Book Review: The Metamorphosis by Franz Kafka, Stanley Corngold (Translator)

I'm giving this book a 5 star, and I am hoping that I will never ever have to read it again. In fact I do not want to ever remember this gruesome tale of degrading humanity. I do not have the courage to analyze this story. I do not care if the metamorphosis depicts something of more significance, or if there is a great hidden message for the world. I took the story on its words and I was completely devastated after finishing it. So much so that it took me hours to compose myself.

I remember how as a child, when I first understood death, I tormented myself by imagining my death, or the death of people close to me, how the loneliness and horror of bereavement gripped my innocent heart and how I have cried for these frightening images. Last night, I was that child again. Its only last night, it dawned to me, that how easy it is for us, the humans, the self-proclaimed children of God, to torment those we once loved, when they become a burden. How easy it is for us to forget in the moment of revulsion for everything that is ugly to our eyes, that hideous and beautiful belongs equally to God.

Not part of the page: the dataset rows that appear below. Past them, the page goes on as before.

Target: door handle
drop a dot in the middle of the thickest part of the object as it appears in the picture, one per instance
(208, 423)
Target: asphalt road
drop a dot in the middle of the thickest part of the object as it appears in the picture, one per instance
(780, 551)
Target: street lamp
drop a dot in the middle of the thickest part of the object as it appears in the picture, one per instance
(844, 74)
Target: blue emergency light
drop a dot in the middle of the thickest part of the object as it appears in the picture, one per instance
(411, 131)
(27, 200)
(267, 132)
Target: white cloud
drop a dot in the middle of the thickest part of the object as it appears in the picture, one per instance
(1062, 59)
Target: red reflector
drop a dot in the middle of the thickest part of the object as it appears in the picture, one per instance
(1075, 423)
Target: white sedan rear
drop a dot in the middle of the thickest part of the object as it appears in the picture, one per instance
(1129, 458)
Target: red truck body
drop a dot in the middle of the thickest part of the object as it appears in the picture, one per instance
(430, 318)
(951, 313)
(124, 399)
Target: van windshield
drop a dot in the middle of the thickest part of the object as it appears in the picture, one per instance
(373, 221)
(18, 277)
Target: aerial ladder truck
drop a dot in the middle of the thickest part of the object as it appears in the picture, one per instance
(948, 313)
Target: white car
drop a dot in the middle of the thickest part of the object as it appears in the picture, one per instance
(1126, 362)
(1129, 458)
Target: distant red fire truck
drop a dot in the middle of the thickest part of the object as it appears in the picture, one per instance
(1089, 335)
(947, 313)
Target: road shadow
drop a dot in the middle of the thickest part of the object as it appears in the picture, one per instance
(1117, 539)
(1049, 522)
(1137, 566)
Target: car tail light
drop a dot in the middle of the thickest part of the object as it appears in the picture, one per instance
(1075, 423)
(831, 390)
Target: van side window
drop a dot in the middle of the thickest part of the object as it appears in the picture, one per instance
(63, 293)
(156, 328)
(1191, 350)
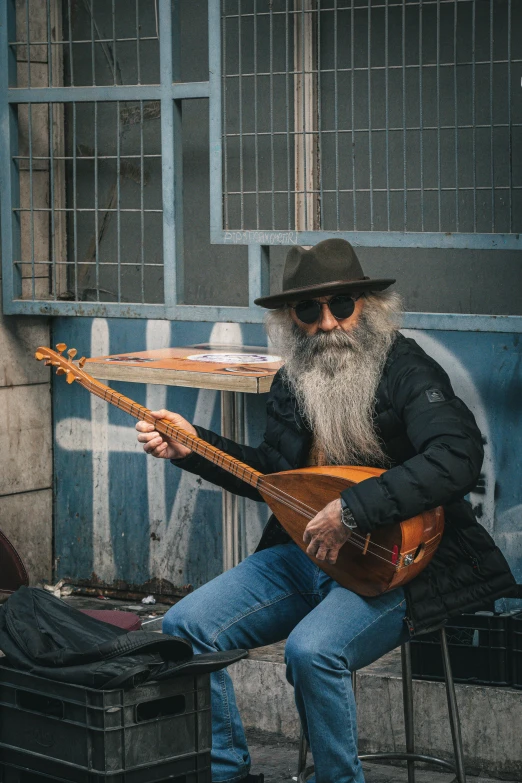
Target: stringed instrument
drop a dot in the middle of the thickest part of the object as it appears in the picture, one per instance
(366, 564)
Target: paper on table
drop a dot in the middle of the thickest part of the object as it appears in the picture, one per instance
(234, 358)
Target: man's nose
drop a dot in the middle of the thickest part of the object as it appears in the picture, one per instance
(327, 322)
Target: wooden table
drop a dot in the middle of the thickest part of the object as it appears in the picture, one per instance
(171, 367)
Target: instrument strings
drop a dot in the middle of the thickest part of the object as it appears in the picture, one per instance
(216, 456)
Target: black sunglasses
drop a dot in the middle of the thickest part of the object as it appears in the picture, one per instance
(341, 306)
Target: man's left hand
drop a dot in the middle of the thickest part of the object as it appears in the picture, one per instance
(325, 533)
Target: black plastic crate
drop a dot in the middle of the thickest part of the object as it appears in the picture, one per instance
(478, 649)
(516, 650)
(102, 735)
(192, 769)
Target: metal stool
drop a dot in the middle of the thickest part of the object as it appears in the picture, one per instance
(303, 773)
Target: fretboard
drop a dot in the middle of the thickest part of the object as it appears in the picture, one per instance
(198, 445)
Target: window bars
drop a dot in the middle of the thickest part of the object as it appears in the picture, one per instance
(90, 111)
(389, 122)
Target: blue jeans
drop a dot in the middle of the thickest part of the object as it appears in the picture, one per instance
(278, 594)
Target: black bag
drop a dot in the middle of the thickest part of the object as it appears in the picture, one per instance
(45, 636)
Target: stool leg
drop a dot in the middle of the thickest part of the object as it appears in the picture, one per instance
(407, 697)
(453, 710)
(303, 752)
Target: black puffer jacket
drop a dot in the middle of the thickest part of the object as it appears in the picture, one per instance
(436, 454)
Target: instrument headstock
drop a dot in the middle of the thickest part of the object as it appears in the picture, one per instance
(64, 365)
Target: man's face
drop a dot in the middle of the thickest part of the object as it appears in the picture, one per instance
(328, 322)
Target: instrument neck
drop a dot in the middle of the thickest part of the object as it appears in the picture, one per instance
(165, 427)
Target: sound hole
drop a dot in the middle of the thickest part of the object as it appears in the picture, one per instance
(419, 553)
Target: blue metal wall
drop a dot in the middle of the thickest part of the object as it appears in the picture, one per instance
(123, 516)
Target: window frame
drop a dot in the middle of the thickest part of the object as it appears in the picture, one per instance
(170, 93)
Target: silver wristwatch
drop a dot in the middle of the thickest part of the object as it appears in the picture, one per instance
(347, 518)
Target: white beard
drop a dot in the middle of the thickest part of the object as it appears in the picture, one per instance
(335, 375)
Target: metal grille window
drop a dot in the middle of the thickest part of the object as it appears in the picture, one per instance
(389, 122)
(90, 110)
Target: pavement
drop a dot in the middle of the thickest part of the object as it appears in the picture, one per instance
(275, 752)
(278, 761)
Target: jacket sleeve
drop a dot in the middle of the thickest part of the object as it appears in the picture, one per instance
(445, 436)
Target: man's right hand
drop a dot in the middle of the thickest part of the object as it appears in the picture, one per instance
(159, 445)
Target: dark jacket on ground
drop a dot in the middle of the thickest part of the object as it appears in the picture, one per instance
(435, 450)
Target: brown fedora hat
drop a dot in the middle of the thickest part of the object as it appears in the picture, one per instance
(330, 267)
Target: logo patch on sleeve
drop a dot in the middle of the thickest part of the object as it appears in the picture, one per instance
(435, 395)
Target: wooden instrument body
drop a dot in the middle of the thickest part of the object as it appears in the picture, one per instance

It was not the metamorphosis of Gregor Samsa from human to a monstrous, revolting vermin that killed him. It was the metamorphosis of his family, from supposed love to disgust, that took his life. The family, who failed to recognize the lingering humanity beneath his appalling outward appearance. Despite his hopes and best intentions to be the bread-earner of the family again, and his desperate attempt to hold onto a few remainders of his humanity, the outright disgust of his father, the fear of his mother and the transformation of his sister Grete, compels him to accept death for the best interest of his family, which he did, with deep emotions and love. Grete, who initially showed great care for her brother, her neglect for him and the way she shouted that she wanted to get rid of him, was more grotesque than the revulsion of others. And what was his fault? Only that he showed his disgusting face, in a desperate attempt to convey his love for her, and to tell her how much he loved the way she played the violin?

The next morning, the family is relieved to find him dead.